Instructions Form with Respect to
Offer to Purchase for Cash
Up to 10,000,000 Shares of Common Stock
of
Five Star Quality Care, Inc.
at
$3.00 Net Per Share
by
ABP Acquisition LLC
a wholly owned subsidiary of
ABP Trust

        The undersigned acknowledge(s) receipt of your letter and the enclosed Offer to Purchase dated October 6, 2016 and the related Letter of Transmittal (collectively, as each may be amended or supplemented from time to time, the "Offer"), in connection with the offer by ABP Acquisition LLC, a Maryland limited liability company ("Purchaser"), to purchase up to 10,000,000 shares of common stock, par value $.01 per share ("Shares"), of Five Star Quality Care, Inc., a Maryland corporation ("FVE"), for $3.00 per Share, net to the seller in cash, without interest and less required withholding taxes, upon the terms and subject to the conditions set forth in the Offer.

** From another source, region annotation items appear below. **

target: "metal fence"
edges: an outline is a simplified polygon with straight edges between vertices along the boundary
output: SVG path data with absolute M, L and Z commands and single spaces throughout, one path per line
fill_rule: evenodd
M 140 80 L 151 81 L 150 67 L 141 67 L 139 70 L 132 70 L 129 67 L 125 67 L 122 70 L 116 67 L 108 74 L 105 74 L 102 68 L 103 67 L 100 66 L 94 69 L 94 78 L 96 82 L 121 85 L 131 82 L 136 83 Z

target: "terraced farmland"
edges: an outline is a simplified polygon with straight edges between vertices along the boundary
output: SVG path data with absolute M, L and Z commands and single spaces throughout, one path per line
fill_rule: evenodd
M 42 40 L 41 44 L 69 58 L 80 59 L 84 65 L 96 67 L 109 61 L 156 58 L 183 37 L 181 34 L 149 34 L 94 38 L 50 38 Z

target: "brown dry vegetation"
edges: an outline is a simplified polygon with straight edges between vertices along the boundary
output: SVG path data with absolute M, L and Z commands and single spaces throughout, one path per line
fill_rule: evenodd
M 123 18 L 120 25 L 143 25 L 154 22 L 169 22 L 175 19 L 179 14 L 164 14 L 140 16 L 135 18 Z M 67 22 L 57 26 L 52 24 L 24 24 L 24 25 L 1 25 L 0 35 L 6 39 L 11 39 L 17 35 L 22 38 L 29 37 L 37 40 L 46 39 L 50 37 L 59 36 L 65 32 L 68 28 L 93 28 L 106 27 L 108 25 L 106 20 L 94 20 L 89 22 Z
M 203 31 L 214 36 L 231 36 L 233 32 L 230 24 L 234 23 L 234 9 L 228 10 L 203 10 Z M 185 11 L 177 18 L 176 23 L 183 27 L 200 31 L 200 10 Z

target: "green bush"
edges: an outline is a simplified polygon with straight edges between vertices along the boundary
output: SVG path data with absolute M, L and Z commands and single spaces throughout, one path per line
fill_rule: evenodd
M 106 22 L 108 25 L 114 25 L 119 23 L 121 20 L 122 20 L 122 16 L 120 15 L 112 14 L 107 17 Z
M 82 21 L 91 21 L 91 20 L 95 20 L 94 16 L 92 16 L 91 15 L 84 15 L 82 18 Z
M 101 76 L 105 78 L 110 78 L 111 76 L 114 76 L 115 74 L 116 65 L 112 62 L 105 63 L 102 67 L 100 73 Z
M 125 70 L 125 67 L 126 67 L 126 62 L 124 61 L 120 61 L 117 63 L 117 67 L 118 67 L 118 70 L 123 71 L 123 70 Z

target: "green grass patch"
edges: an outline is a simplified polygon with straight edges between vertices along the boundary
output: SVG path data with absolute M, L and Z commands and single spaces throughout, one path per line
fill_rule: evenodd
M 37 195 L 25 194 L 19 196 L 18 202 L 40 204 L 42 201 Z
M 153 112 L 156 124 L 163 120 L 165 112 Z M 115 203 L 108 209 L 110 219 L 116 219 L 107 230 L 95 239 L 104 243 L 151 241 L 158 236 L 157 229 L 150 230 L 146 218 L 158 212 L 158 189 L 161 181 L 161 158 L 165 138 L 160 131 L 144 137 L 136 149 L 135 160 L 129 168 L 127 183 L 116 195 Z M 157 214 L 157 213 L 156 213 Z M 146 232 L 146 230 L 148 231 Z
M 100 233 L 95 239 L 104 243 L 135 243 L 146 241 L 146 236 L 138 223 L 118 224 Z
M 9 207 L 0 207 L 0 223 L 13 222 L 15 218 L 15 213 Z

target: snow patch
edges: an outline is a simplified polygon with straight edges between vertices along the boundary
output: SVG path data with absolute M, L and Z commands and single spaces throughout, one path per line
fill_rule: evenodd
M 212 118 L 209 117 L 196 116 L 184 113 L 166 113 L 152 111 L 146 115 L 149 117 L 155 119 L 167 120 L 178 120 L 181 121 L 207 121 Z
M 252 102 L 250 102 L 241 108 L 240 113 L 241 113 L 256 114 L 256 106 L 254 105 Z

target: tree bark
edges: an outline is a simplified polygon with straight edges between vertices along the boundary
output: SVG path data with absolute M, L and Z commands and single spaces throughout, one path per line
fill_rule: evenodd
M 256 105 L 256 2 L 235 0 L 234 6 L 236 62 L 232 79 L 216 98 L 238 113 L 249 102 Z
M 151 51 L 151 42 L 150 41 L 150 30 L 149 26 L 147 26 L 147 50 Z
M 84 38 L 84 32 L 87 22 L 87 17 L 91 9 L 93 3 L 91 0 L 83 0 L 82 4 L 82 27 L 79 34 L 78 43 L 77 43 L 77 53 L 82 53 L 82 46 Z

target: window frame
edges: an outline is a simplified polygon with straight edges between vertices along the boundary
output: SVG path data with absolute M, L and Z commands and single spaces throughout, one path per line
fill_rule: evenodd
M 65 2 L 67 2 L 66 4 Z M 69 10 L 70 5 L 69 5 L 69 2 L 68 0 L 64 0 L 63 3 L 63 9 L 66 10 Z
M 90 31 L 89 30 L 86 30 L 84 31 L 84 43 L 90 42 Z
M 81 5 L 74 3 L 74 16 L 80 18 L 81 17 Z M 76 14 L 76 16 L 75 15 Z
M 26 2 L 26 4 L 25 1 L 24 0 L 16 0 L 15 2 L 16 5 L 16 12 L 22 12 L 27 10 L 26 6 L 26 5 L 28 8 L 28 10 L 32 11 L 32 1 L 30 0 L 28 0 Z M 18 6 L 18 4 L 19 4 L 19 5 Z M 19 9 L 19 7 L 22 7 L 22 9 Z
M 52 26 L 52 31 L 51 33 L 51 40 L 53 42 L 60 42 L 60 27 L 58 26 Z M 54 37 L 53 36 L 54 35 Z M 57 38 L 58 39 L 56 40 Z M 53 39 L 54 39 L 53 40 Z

        As of October 4, 2016, there were 49,519,051 outstanding Shares. Purchaser is a wholly owned subsidiary of ABP Trust, a Maryland statutory trust ("ABP Trust"), owned by Barry M. Portnoy (a managing director of FVE) and Adam D. Portnoy. ABP Trust is the controlling stockholder of The RMR Group Inc., a Maryland corporation ("RMR Inc."), whose shares of class A common stock are listed on The NASDAQ Stock Market LLC. RMR Inc. is the managing member of The RMR Group LLC, a Maryland limited liability company ("RMR LLC"), which provides management services to FVE. ABP Trust owns, directly and indirectly, an approximate 51.8% economic interest in RMR LLC.

        If more than 10,000,000 Shares are properly tendered and not withdrawn, Purchaser will purchase Shares properly tendered and not withdrawn on a pro rata basis with adjustments to avoid the purchase of fractional Shares.

        The undersigned hereby instruct(s) you to tender to Purchaser the number of Shares indicated below (or, if no number is indicated below, all Shares) held by you or your nominees for the account of the undersigned, upon the terms and subject to the conditions set forth in the Offer furnished to the undersigned. The undersigned understands and acknowledges that all questions as to the validity, form and eligibility (including time of receipt) and acceptance for payment of any tender of Shares made on my behalf will be determined by Purchaser in its sole discretion.

        The method of delivery of this Instruction Form is at the election and risk of the undersigned. This Instruction Form should be delivered in ample time to permit your Shares to be tendered prior to the expiration of the Offer.

THE OFFER AND WITHDRAWAL RIGHTS EXPIRE AT 12:00 MIDNIGHT, NEW YORK CITY TIME, ON THURSDAY, NOVEMBER 10, 2016, UNLESS THE OFFER IS EXTENDED


Number of Shares to be Tendered:   SIGN HERE

                                     Shares*

 

  

Signature(s)

Dated                                     

 

 

Name(s) (Please Print)

 

 

  

Address(es)

 

 

  

(Zip Code)

 

 

 

Area Code and Telephone Number

 

 

  

Taxpayer Identification or Social Security Number

*
Unless otherwise indicated, it will be assumed that all Shares held for the undersigned's account are to be tendered.